ECLI:NL:HR:2013:BY6057
Hoge Raad
- Cassatie
- J.W. van den Berge
- C. Schaap
- M.W.C. Feteris
- R.J. Koopman
- Th. Groeneveld
- Rechtspraak.nl
Cassatie over navorderingsaanslagen en boetebeschikkingen in belastingzaken
In deze zaak heeft de Hoge Raad op 15 maart 2013 uitspraak gedaan in een cassatieprocedure ingesteld door de Staatssecretaris van Financiën tegen een uitspraak van het Gerechtshof te 's-Hertogenbosch. De zaak betreft navorderingsaanslagen in de inkomstenbelasting/premie volksverzekeringen (IB/PVV) en de vermogensbelasting (VB) voor de jaren 1990 tot en met 1999, waarbij ook boetebeschikkingen en heffingsrente aan de orde zijn. De belanghebbende, aangeduid als X, had bezwaar gemaakt tegen de opgelegde navorderingsaanslagen en de daarbij gegeven verhogingen en boeten. Het Hof had het beroep van de belanghebbende gegrond verklaard en de uitspraken van de Inspecteur vernietigd, waarbij het ook enkele verhogingen en boetebeschikkingen kwijtgescholden had.

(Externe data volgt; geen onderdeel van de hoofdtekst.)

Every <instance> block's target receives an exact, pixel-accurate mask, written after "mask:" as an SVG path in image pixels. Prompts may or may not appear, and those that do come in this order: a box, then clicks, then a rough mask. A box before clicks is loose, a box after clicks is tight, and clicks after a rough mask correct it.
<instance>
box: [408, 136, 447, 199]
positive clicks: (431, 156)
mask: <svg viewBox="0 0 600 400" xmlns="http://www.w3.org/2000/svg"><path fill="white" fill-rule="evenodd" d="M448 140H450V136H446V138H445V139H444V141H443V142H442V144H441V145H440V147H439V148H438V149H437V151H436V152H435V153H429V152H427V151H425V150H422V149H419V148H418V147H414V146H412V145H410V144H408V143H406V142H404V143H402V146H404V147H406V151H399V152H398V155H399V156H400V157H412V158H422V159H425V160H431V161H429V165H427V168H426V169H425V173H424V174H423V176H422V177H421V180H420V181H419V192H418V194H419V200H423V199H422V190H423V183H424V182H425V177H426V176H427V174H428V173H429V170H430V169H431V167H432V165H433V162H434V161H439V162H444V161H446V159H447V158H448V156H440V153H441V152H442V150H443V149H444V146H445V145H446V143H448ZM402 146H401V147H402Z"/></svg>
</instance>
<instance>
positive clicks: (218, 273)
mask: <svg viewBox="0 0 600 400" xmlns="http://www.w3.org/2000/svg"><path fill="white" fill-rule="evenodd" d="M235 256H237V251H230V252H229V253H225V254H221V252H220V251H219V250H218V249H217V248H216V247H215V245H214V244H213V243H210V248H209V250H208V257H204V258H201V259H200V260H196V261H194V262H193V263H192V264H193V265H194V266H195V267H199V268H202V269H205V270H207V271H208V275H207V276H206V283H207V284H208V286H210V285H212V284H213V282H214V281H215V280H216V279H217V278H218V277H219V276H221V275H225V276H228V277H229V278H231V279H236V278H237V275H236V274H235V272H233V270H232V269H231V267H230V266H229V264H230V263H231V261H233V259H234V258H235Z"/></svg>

De Staatssecretaris heeft cassatie ingesteld, waarbij hij betoogde dat het Hof ten onrechte de regeling over strafverzwarende omstandigheden in de Leidraad administratieve boeten 1984 had toegepast op de boeten. De Hoge Raad oordeelde dat het Hof terecht deze regeling had toegepast, omdat de aangiften door de belastingplichtige vóór 1993 waren gedaan. De Hoge Raad verklaarde het beroep in cassatie ongegrond en veroordeelde de Staatssecretaris in de proceskosten van de belanghebbende, vastgesteld op € 1180 voor beroepsmatig verleende rechtsbijstand.
De uitspraak van de Hoge Raad bevestigt de toepassing van de LAB 1984 in deze specifieke context en onderstreept het belang van de juiste toepassing van overgangsrecht in belastingzaken. De beslissing van het Hof om de verhogingen en boeten gedeeltelijk kwijt te schelden, werd door de Hoge Raad onderschreven, wat aangeeft dat de rechterlijke beoordeling van de proportionaliteit van boetes in belastingzaken zorgvuldig moet worden uitgevoerd.